И снова мужчина заметил, что ей неловко.
— Эй, не парьтесь. Я же понимаю, как вы, репортеры, дорожите сенсациями. Я просто так спросил, для поддержания разговора.
— Вообще-то я не репортер, — поправила его Лия.
— Ах, ну да, вы журналистка. Знаете, у меня есть для вас сюжет. Вы там у себя в Ньюфорде наслышаны о мигрантах?
— Вы имеете в виду нелегалов?
— Ага, только здесь этот термин не любят.
Лия кивнула.
— Что ж, запомню. А что касается вашего вопроса… Я в прошлом году писала статью о группе «Мало Мало» — они приезжали в Ньюфорд на разогрев «Лос Лобоса». Так ребята рассказывали, что их постоянно останавливают и требуют документы, хоть они все родились и выросли в США.
— Ну это дело обычное, — отозвался Эрни. — Но я говорю о нелегальных мигрантах, которые переходят границу и пытаются начать у нас новую жизнь. Проблема в том, что подавляющее большинство из них не осознает всей жестокости пустыни. О них упоминают в новостях, только когда ловят или находят мертвыми — и то мимоходом, очень редко в основной сводке, — немного помолчав, он добавил: — И поверьте, их гибнет очень много, от обезвоживания летом или от холода зимой. Причем не только мужчины. Женщины и дети тоже.
— Я этого не знала.
Эрни закинул руки за голову и уставился на звезды.

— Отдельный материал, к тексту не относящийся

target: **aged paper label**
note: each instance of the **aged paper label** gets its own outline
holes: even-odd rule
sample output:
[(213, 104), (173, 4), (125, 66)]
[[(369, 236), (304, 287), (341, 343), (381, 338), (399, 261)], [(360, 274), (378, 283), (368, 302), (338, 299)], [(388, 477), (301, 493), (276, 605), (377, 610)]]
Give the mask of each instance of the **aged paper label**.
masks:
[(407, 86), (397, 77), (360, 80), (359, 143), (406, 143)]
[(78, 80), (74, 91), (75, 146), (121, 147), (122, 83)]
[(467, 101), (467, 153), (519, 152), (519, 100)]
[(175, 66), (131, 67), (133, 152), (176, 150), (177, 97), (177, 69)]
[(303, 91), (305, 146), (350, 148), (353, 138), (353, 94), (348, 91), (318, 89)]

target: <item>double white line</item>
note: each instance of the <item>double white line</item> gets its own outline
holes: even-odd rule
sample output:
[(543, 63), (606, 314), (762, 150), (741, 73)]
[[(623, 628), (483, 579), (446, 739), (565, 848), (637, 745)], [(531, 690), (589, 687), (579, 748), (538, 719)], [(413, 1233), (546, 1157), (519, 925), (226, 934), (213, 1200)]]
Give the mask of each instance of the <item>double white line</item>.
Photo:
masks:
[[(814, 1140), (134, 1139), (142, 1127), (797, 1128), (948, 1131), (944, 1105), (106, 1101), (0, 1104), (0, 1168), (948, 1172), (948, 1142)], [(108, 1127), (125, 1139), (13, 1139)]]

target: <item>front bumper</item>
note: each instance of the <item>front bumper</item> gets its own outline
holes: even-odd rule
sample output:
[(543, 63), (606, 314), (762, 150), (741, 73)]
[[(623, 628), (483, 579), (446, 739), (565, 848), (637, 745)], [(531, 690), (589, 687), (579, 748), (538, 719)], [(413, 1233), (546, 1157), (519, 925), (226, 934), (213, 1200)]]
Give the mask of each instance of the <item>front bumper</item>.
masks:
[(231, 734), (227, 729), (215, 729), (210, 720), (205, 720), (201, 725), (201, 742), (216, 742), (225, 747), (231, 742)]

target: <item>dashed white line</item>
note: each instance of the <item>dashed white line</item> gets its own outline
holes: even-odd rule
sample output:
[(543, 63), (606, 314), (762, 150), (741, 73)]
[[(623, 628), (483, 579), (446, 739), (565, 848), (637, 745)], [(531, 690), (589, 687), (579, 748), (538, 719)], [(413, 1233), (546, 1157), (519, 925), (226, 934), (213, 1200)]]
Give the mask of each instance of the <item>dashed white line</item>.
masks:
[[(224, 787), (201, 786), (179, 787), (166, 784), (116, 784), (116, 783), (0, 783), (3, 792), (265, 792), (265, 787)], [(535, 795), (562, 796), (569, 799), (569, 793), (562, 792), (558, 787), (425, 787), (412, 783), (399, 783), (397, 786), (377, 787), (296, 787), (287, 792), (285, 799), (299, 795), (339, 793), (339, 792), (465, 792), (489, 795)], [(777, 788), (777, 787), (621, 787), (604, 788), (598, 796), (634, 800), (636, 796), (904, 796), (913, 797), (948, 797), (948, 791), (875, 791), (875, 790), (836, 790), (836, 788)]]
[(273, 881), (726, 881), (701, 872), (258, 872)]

— Естественно, это ведь не проблемы «первого мира»[8]. Эти люди пытаются сбежать от нищеты и беспредела картелей и берутся здесь за работу, которая для нас самих слишком унизительна. А некоторых послушаешь — так они сущее сатанинское отродье, только и способное, что заниматься контрабандой наркотиков и проституцией. Но достаточно лишь поговорить с мигрантами, и сразу понимаешь, что это отчаявшиеся люди, стремящиеся к лучшей жизни для себя и своих семей. Но не это ли суть Америки? Да здесь ведь каждый и есть мигрант — кроме, естественно, индейцев, да и те, черт побери, тоже откуда-то пришли, просто гораздо раньше.